Asia Pacific international visitor arrivals growth 5% in Feb-2011
Meanwhile, Pacific Asia Travel Association (PATA) stated international visitor arrivals into Asia and the Pacific in Feb-2011 increased 5% year-on-year with growth of 6% over the first two months of the year. February demand growth was to a certain degree impacted by the shift of the Lunar New Year from the middle of the month in 2010 to the first week of the month this year.
Asia Pacific international visitor arrival trends: Jan-2009 to Feb-2011
“Moderating growth was to be expected following last year’s impressive recovery. Going forward, economic fundamentals remain strong and the positive momentum is expected to continue but the aftermath of the tragic earthquake and tsunami in Japan and the political unrest in the Middle East and North Africa are expected to have a dampening effect on travel demand in the short-term,” PATA Director Strategic Intelligence Centre Kris Lim said.

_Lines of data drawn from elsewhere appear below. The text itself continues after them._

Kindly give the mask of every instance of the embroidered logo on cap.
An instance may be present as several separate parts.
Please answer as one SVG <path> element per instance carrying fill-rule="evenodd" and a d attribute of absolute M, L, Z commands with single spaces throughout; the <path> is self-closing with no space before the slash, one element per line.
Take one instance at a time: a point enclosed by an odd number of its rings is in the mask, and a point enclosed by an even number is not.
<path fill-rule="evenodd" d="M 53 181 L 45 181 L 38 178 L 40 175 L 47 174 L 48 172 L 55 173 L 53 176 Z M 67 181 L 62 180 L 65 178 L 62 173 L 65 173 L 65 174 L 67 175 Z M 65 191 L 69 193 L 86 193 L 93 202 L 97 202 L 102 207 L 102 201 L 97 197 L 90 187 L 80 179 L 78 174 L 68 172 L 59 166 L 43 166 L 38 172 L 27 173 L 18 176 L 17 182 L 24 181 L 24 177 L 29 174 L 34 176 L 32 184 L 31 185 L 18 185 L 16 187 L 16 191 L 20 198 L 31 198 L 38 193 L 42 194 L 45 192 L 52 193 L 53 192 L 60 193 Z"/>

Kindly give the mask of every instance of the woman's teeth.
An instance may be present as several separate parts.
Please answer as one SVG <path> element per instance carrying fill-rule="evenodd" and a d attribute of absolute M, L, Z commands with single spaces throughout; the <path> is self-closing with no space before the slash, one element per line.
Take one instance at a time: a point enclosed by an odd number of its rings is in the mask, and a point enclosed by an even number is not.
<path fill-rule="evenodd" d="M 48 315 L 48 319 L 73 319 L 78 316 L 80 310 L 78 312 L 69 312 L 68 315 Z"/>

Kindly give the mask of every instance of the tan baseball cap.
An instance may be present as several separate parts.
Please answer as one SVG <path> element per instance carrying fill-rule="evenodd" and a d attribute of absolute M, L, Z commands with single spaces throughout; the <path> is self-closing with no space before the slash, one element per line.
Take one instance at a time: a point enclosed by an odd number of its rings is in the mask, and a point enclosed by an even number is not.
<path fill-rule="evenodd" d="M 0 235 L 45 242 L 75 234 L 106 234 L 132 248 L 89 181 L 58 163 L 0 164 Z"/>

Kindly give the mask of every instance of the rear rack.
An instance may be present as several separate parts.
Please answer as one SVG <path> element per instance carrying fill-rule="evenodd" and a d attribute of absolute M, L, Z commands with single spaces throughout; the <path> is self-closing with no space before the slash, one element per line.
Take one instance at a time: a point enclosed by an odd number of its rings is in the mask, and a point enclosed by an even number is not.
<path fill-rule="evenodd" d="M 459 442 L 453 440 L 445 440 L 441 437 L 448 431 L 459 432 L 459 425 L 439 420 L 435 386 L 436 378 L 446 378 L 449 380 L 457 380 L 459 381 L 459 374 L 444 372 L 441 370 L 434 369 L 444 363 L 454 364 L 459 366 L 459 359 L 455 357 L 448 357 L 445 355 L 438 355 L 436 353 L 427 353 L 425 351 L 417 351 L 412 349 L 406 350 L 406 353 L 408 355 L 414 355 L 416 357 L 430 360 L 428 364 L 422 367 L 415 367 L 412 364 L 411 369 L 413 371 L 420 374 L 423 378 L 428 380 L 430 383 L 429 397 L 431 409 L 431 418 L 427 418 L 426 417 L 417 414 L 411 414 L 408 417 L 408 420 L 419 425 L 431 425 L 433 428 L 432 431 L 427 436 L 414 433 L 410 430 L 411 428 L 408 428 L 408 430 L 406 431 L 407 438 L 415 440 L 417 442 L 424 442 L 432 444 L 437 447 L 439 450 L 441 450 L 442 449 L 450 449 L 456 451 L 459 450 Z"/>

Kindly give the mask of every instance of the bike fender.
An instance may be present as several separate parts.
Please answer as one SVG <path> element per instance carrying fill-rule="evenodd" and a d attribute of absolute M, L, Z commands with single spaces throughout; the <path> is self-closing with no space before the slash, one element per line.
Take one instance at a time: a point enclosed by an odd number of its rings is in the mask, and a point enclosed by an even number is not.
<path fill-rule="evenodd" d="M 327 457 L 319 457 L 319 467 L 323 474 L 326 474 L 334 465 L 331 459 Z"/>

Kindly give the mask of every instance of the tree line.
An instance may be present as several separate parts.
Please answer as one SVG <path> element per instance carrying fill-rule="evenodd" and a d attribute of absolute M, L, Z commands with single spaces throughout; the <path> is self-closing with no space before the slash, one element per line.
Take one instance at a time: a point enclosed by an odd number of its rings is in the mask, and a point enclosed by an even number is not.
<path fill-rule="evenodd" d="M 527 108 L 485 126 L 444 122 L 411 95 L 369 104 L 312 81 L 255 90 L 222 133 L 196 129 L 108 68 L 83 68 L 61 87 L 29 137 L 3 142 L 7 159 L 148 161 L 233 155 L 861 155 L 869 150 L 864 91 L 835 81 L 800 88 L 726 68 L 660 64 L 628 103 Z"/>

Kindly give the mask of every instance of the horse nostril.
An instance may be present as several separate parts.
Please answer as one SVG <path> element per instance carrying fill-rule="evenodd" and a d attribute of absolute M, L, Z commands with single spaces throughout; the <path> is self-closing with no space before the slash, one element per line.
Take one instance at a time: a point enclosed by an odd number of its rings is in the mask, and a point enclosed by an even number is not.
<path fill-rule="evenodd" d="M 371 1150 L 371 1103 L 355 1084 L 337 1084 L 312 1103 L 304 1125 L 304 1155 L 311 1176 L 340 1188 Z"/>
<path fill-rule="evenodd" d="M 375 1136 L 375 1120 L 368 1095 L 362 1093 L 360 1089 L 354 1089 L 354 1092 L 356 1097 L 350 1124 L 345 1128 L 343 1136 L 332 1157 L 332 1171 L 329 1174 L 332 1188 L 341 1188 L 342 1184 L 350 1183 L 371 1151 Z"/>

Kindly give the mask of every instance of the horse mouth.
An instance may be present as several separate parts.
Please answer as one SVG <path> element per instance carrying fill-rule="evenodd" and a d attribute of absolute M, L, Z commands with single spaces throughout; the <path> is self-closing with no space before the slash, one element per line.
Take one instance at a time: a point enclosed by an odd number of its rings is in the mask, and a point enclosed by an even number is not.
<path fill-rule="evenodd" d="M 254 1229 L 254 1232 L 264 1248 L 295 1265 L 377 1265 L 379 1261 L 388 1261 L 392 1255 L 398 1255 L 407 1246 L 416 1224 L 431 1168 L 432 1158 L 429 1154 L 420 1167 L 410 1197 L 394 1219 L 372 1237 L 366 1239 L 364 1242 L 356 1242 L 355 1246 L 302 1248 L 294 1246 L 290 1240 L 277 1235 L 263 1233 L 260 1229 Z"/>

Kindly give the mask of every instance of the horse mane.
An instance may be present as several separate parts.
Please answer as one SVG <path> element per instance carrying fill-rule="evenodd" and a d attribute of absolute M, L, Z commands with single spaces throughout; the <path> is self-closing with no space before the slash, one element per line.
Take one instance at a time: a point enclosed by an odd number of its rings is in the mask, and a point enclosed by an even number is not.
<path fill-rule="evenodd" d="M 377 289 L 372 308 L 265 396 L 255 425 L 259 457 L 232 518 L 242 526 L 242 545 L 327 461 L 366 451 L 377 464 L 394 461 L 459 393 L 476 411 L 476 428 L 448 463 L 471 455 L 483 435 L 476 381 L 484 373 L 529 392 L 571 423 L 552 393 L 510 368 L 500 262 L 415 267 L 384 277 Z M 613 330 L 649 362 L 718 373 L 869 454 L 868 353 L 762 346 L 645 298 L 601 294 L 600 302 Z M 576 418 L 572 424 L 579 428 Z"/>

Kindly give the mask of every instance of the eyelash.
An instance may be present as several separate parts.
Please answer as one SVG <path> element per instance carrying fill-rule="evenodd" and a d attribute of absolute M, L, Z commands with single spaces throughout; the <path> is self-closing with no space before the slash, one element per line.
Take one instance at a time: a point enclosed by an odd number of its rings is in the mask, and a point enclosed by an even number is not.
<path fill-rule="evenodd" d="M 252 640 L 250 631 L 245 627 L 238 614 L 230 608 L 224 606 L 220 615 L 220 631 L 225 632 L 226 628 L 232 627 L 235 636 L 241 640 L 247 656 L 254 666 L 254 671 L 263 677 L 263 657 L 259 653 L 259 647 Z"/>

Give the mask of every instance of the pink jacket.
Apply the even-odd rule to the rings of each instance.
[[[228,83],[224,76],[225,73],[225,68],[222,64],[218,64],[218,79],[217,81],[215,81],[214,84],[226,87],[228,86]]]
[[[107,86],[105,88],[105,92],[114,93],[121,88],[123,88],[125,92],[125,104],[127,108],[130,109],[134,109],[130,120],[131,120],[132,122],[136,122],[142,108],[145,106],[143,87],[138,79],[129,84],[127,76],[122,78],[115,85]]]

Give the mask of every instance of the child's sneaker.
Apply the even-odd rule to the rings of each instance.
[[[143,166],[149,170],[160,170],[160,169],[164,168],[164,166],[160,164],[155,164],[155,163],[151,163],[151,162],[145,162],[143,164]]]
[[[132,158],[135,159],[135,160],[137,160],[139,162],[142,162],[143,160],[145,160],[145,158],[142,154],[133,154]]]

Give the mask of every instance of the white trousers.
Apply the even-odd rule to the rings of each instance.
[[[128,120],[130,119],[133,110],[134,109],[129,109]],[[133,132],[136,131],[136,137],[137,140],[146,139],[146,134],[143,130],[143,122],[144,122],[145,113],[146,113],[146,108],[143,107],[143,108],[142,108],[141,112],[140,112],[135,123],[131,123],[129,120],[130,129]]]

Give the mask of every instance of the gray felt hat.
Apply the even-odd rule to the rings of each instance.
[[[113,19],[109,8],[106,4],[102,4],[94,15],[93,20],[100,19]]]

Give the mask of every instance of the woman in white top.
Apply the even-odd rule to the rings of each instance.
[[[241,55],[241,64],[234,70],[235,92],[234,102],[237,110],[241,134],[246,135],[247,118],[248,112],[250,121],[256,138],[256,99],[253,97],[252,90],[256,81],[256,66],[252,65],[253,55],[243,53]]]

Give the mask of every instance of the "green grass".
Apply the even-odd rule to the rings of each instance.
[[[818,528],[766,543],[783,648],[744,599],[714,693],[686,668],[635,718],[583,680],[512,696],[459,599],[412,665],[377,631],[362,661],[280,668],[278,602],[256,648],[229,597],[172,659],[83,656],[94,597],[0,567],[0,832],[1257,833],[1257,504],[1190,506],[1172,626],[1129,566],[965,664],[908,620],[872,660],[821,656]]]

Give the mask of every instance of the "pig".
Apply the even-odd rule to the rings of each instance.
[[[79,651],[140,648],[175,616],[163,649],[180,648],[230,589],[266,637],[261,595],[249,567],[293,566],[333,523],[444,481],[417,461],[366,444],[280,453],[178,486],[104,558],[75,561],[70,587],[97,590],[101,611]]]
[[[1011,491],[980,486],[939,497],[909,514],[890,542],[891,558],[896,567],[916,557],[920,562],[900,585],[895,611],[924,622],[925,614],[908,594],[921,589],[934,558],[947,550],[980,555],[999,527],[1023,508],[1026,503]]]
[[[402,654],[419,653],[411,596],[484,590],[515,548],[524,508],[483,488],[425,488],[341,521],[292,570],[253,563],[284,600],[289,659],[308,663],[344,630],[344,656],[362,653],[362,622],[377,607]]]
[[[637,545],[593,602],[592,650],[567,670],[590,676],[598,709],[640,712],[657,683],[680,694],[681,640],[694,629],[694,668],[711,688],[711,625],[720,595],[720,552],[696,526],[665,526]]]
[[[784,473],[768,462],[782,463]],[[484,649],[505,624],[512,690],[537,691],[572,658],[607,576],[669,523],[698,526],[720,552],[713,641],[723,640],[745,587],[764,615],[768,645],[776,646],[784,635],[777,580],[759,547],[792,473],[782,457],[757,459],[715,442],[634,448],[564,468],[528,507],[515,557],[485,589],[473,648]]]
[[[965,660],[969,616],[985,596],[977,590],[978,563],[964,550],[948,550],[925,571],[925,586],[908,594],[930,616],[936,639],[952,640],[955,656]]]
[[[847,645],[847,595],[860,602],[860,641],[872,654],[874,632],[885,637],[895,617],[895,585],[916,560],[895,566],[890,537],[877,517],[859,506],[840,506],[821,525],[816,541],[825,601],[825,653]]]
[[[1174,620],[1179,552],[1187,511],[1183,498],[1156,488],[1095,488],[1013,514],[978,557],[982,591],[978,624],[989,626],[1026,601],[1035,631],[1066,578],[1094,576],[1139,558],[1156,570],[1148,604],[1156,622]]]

South Asia continued to set the pace with the strongest arrivals growth from amongst the four sub-regions covered in Feb-2011mwith a gain of 15%. Two destinations involved in the hosting of the ICC Cricket World Cup 2011, India and Sri Lanka, recorded the fastest arrivals growth of 15% for the month. Arrivals to the Maldives (+13%) and Nepal (+12%) also grew strongly in February.
Travel demand to Southeast Asia remained robust with arrivals to the sub-region growing by 10% year-on-year, with the majority of the destinations recording double-digit gains in arrivals, led by Cambodia (+22%), Myanmar (+29%) and Vietnam (+22%).
Northeast Asia on the other hand registered a significantly slower growth of 3% in Feb-2011, but added 1.4 million more visitors. Chinese Taipei (+17%) maintained strong inbound growth but growth for other destinations in the sub-region were modest ranging from 2% (China, Hong Kong SAR and Japan) to 5% (Macau SAR).
International arrivals to the Pacific rose 4% in Feb-2011, with Australia registering a marginal decline (–0.2%) and New Zealand posting flat inbound growth of 0.2%. Arrivals to Vanuatu and Hawaii surged 71% and 12% respectively but the Marshall Islands and Northern Marianas reported double-digit declines for the month.
PATA also noted that the Middle East market provides some three million visitors to Asia Pacific annually. It is a significantly smaller origin market but one that has enjoyed robust growth in the past five years. However, the political unrest in the region this year has caused some drops in visitor numbers to Asia Pacific. One of the leading destinations for Middle East travellers in the region, Thailand, recorded a 15% fall in arrivals from that region in Mac-2011.